Once you’ve setup your configuration you also need to make sure the mysql JDBC driver is present. You can fetch it from the mysql site. Extract the files then copy the .jar file in the root directoy to {apimanager}/repository/components/lib/ directory of each node. At this point you’re nearly ready to go. First start up one node with the switch -Dsetup like so (from within the {apimanager}/bin directory)

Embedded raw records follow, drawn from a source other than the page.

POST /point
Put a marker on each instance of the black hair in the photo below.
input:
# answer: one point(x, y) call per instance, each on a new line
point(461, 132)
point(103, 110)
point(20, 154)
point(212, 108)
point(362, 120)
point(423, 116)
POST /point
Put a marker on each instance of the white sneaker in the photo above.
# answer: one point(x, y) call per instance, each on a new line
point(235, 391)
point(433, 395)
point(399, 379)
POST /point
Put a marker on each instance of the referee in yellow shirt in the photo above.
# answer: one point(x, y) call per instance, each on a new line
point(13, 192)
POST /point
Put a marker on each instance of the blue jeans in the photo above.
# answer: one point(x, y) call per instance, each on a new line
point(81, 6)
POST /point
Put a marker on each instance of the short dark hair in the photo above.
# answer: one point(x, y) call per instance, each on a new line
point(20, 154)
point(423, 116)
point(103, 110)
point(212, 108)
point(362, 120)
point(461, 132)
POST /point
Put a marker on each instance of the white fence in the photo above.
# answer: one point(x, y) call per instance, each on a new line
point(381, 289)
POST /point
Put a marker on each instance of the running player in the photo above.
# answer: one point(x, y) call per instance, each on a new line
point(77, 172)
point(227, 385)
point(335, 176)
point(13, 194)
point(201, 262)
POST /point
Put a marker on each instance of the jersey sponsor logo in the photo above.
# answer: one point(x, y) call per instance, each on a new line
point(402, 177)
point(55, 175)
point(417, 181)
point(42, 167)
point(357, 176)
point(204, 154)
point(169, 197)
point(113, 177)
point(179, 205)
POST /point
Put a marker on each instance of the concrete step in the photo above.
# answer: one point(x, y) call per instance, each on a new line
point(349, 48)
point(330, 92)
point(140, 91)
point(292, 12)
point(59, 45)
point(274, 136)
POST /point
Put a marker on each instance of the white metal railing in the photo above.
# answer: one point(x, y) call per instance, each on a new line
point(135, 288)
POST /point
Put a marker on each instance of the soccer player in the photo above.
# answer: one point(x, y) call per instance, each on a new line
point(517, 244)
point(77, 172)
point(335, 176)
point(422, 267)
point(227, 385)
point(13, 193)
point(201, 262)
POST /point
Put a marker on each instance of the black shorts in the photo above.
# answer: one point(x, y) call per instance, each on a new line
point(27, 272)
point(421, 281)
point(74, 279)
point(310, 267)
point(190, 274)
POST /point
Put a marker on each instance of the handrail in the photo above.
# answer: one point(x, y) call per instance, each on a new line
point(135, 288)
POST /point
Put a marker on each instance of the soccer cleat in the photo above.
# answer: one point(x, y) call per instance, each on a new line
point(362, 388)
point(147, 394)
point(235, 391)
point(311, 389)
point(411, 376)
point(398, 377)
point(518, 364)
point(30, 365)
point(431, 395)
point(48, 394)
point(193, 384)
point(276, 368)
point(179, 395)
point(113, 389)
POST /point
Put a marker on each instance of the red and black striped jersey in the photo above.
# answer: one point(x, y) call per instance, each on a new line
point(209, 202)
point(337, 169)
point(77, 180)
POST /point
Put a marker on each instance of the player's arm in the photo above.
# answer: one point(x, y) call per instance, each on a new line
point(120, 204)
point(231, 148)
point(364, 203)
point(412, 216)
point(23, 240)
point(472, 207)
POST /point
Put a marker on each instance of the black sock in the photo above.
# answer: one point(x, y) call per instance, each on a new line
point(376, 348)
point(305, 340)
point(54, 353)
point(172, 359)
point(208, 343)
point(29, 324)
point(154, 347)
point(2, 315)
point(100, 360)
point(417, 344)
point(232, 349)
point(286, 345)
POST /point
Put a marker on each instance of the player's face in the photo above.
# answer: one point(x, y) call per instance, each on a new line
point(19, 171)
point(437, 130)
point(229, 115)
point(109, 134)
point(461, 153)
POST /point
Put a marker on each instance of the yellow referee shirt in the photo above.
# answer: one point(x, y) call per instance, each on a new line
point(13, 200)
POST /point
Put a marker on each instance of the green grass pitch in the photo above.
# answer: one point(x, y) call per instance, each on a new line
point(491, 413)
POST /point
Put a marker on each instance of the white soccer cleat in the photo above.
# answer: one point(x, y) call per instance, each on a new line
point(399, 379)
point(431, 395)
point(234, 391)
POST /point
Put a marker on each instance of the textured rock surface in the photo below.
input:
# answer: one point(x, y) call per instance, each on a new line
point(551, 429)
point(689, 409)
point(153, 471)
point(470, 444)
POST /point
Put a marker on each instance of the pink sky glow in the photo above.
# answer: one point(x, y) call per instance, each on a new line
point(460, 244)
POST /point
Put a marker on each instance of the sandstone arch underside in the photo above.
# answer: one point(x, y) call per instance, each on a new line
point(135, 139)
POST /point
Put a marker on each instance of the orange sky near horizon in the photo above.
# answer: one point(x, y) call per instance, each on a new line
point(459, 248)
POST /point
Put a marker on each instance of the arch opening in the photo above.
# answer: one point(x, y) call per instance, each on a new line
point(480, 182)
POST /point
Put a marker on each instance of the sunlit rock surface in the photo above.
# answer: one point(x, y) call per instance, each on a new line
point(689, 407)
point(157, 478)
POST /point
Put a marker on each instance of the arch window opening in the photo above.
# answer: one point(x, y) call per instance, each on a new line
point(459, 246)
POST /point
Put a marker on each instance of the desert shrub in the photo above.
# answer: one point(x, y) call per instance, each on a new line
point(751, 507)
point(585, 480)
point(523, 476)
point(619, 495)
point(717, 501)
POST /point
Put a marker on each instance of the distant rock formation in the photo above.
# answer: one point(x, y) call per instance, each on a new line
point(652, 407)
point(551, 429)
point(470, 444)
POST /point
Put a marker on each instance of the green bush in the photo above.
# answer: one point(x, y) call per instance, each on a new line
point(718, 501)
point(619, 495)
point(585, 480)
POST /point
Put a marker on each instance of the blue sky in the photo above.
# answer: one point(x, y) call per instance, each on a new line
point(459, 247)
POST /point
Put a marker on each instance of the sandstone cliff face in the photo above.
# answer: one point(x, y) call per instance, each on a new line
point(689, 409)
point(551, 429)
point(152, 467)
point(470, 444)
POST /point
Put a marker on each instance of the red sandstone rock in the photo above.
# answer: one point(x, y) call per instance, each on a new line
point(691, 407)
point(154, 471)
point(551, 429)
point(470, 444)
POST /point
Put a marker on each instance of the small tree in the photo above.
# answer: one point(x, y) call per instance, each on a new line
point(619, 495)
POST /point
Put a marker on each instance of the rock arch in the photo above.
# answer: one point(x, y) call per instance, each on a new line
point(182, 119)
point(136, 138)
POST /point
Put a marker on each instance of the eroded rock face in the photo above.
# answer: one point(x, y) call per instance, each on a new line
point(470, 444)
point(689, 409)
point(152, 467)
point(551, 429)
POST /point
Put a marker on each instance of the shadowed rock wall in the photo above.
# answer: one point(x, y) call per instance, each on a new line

    ./wso2server.sh -Dsetup


That will start the node and create some of the tables that are necessary. As of the writing of this post there is a problem though and it doesn’t create the API manager specfic tables it just creates the carbon tables. Thus you then have to go to the {apimanager}/dbscripts/apimgr directory, then connect to mysql and execute the mysql.sql script in the {apimanager}/dbscripts/apimgr.

$ mysql -u root -p

mysql> \u apimanager

mysql> \. mysql.sql

mysql> exit


Once your first node has finished starting stop it then start it again but without the -Dsetup switch. In fact, don’t use that switch again as it will wipe out the core tables and recreate them if you. Then start up the other nodes and try to visit the publisher and store. If you try to go to a publisher/store on a node where you removed the publisher/store jaggery app you’ll be redirected to the carbon management console for the API manager. However, when you start those nodes the log will still tell you the store or publisher exists. Just ignore the false positives. If you try to go to a publisher/store you think should exist and you are redirected to the carbon console then double check your ip address and port and try again - most likely you’re attempting to visit a node that isn’t setup in the role you’re attempting to access it in. NOTE: In the xml configuration you might have noticed that I have two flags set on the connection string; autoReconnect and relaxAutoCommit. These both have to be set to true when connecting to mysql or else the store will throw an exception every time you try to do anything that involves a database write operation. Thus, if you see this error:

java.sql.SQLException: Can't call commit when autocommit=true


Then make sure you have setup the two flags in your connection string.